The example set by online maps can be adopted by nearly any other spatial-like data. As long as we can downsample our data and partition it into tiles, we can create a server component to power HiGlass. The previous example showed how matrices can be downsampled and decomposed into tiles. In this section we will demonstrate how we can use a generic function to generate tiles for HiGlass.
According to Wikipedia, “The Mandelbrot set is the set of complex numbers $c$ for which the function $f_{c}(z)=z^{2}+c$ does not diverge when iterated from $z=0$, i.e., for which the sequence $f_{c}(0)$, $f_{c}(f_{c}(0))$, etc., remains bounded in absolute value.” The essence of this definition is that for any complex number, $c$, we can calculate whether it is part of the Mandelbrot set by iteratively applying $f_{c}$. Furthermore, for any complex number $c$, we can calculate how many times (i.e. iterations) we need to apply $f_{c}$ before the absolute value of $c$ exceeds a certain threshold (e.g. 2). Because a complex number can be represented by two components, the real and the imaginary, any pixel with a $x$ and the $y$ value can be used to represent a complex number. By counting the number of iterations it takes to exceed the threshold we can calculate a color for each pixel and render the traditional Mandelbrot set (Figure 3).
So what about zooming? If we assign scales to the x- and y- axes of a figure and modify them as the user zooms in and out, then we can partition the figure into a grid of (x,y) pairs and iteratively calculate $f_{c}$ on the coordinates of each cell in the grid. As we zoom in, the granularity of the grid increases, the distance between cells shrinks and we have to recalculate the $f_{c}$ on the new grid.
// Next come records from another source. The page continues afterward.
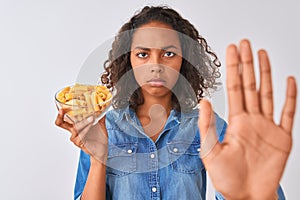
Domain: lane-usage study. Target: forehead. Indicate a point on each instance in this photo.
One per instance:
(155, 35)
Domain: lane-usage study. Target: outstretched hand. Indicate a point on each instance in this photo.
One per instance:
(250, 162)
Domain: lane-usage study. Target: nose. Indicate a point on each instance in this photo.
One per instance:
(156, 68)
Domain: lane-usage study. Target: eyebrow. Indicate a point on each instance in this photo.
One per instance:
(163, 48)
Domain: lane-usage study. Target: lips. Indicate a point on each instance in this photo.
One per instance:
(156, 82)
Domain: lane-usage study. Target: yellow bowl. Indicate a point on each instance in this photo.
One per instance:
(81, 101)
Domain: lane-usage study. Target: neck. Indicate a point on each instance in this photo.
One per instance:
(150, 102)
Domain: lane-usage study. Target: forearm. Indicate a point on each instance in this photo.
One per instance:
(95, 186)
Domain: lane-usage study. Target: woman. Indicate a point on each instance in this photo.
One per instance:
(161, 68)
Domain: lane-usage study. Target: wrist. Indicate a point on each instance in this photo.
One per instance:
(96, 163)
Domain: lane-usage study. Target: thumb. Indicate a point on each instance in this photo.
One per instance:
(207, 128)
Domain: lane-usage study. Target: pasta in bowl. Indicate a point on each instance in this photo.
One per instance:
(81, 101)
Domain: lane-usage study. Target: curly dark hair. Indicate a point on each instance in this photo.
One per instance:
(199, 63)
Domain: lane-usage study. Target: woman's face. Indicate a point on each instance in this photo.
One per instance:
(156, 58)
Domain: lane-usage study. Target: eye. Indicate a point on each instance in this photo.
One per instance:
(142, 55)
(169, 54)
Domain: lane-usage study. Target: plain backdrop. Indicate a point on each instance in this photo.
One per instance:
(43, 45)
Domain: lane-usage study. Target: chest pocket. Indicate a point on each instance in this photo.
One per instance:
(121, 159)
(184, 157)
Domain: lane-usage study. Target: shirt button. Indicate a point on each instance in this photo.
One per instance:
(154, 189)
(152, 155)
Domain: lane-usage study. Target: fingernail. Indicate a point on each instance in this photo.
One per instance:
(90, 119)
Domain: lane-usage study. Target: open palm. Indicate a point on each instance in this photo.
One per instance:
(251, 160)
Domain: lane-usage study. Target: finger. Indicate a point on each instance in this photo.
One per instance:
(288, 112)
(85, 122)
(233, 82)
(248, 77)
(266, 89)
(207, 128)
(60, 120)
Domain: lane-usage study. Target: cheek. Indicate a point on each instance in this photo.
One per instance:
(140, 74)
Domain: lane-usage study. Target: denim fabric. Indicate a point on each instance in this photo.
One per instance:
(138, 168)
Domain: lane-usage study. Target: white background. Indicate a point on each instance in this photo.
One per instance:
(43, 45)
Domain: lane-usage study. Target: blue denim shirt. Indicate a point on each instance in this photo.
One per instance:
(138, 168)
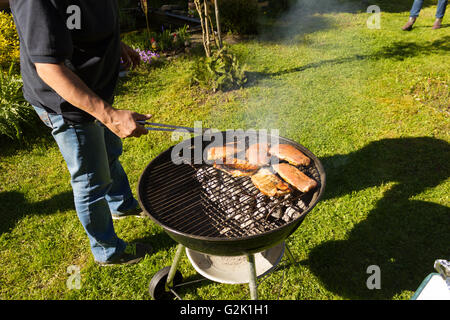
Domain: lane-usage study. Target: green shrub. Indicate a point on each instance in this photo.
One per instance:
(15, 112)
(221, 71)
(239, 16)
(9, 41)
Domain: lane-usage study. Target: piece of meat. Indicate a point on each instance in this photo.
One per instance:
(269, 184)
(234, 172)
(239, 164)
(290, 154)
(223, 152)
(295, 177)
(258, 154)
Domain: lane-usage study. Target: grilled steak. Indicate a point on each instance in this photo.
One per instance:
(258, 154)
(269, 184)
(223, 152)
(234, 172)
(295, 177)
(290, 154)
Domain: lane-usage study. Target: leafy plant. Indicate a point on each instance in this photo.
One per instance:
(15, 112)
(220, 71)
(165, 40)
(9, 41)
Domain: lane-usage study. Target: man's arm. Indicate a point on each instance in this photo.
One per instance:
(72, 89)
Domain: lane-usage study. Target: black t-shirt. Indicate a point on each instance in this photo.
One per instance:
(83, 34)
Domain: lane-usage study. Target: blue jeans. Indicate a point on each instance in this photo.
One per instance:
(417, 6)
(100, 185)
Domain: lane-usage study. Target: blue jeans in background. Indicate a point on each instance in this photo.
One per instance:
(417, 6)
(100, 185)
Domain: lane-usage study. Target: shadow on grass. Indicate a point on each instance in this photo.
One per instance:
(306, 16)
(401, 235)
(15, 206)
(398, 51)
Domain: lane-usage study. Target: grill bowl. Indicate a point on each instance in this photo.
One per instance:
(167, 190)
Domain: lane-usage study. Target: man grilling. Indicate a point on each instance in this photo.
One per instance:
(70, 54)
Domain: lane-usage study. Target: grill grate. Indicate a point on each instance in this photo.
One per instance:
(202, 201)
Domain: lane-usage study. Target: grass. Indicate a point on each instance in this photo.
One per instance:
(360, 99)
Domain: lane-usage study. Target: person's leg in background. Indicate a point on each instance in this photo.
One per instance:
(440, 12)
(84, 150)
(413, 14)
(120, 197)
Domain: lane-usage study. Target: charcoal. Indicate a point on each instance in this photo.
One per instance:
(277, 213)
(247, 223)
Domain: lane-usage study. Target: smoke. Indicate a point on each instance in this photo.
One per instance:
(273, 102)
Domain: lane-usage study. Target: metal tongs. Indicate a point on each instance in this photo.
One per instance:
(165, 127)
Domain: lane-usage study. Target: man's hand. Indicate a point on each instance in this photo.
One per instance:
(123, 123)
(72, 89)
(130, 58)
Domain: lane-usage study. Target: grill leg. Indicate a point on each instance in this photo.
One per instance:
(173, 267)
(252, 282)
(289, 254)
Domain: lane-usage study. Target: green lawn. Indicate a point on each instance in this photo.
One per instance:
(372, 104)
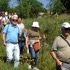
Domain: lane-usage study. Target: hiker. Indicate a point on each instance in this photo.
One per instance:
(22, 38)
(34, 39)
(11, 32)
(4, 19)
(61, 48)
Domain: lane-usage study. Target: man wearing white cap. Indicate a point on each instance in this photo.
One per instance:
(11, 33)
(61, 48)
(33, 37)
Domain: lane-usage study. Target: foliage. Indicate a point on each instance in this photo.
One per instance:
(51, 28)
(57, 7)
(4, 5)
(29, 8)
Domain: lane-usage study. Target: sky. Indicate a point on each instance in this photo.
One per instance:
(13, 3)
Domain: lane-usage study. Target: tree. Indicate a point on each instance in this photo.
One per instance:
(29, 8)
(4, 5)
(66, 4)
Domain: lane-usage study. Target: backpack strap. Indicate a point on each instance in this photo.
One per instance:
(65, 40)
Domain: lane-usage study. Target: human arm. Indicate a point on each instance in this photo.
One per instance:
(4, 38)
(55, 58)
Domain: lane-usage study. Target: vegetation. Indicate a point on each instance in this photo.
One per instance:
(51, 28)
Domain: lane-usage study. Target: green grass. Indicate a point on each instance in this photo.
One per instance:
(49, 26)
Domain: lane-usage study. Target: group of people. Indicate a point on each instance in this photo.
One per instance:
(16, 36)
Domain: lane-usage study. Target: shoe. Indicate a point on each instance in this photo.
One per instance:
(29, 67)
(35, 68)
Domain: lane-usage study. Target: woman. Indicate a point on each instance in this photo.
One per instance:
(34, 39)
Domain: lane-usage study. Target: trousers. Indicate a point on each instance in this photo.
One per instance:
(12, 51)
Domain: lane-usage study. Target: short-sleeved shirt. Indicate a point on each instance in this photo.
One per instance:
(62, 49)
(33, 35)
(12, 33)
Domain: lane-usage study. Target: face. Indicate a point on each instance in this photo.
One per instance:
(14, 22)
(66, 31)
(19, 20)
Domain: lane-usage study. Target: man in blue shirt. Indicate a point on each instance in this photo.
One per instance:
(11, 34)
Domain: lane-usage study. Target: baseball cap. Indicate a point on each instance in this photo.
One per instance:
(65, 25)
(15, 17)
(35, 24)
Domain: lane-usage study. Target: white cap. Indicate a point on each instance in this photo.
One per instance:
(35, 24)
(65, 25)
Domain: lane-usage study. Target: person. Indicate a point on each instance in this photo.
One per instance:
(61, 48)
(33, 36)
(11, 32)
(22, 38)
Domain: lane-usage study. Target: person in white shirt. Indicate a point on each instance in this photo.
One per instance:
(22, 38)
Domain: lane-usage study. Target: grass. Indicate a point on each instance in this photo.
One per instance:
(49, 26)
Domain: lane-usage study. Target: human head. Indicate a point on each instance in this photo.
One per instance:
(19, 20)
(65, 28)
(35, 24)
(14, 19)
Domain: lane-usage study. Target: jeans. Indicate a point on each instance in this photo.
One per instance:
(21, 45)
(34, 55)
(64, 66)
(12, 51)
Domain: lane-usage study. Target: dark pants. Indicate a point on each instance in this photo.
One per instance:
(34, 56)
(21, 45)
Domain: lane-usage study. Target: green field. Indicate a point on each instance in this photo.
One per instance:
(50, 26)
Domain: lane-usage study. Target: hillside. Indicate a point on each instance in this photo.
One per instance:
(50, 26)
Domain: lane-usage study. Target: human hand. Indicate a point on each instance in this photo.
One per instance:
(59, 62)
(4, 44)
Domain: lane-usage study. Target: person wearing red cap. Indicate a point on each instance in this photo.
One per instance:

Using the tile-based approach described above, we can divide our grid into 256x256 tiles and offload the calculations to the server (AWS Lambda code available as a gist here). With a server-side tile API, we can use the standard HiGlass heatmap track to view the Mandelbrot set at multiple levels of resolution without having to pre-calculate anything or do heavy processing on the client. Interestingly, in this case, while we are taking slices of a window, we don’t have the highest resolution data. So instead of downsampling, we rely on a form of upsampling to calculate a higher resolution rendering of a smaller region.
The three examples presented: online maps, large matrices, and the Mandelbrot set demonstrate three separate use cases where classical z, x, y indexed tiling can be used to display datasets far too large to display at once. By down/up-sampling and slicing, we can provide the client with only the data that it needs to display at the current zoom level and location. By using a generic front end renderer and tile fetcher like HiGlass, we can use different server implementation to provision it with manageable chunks of data to view.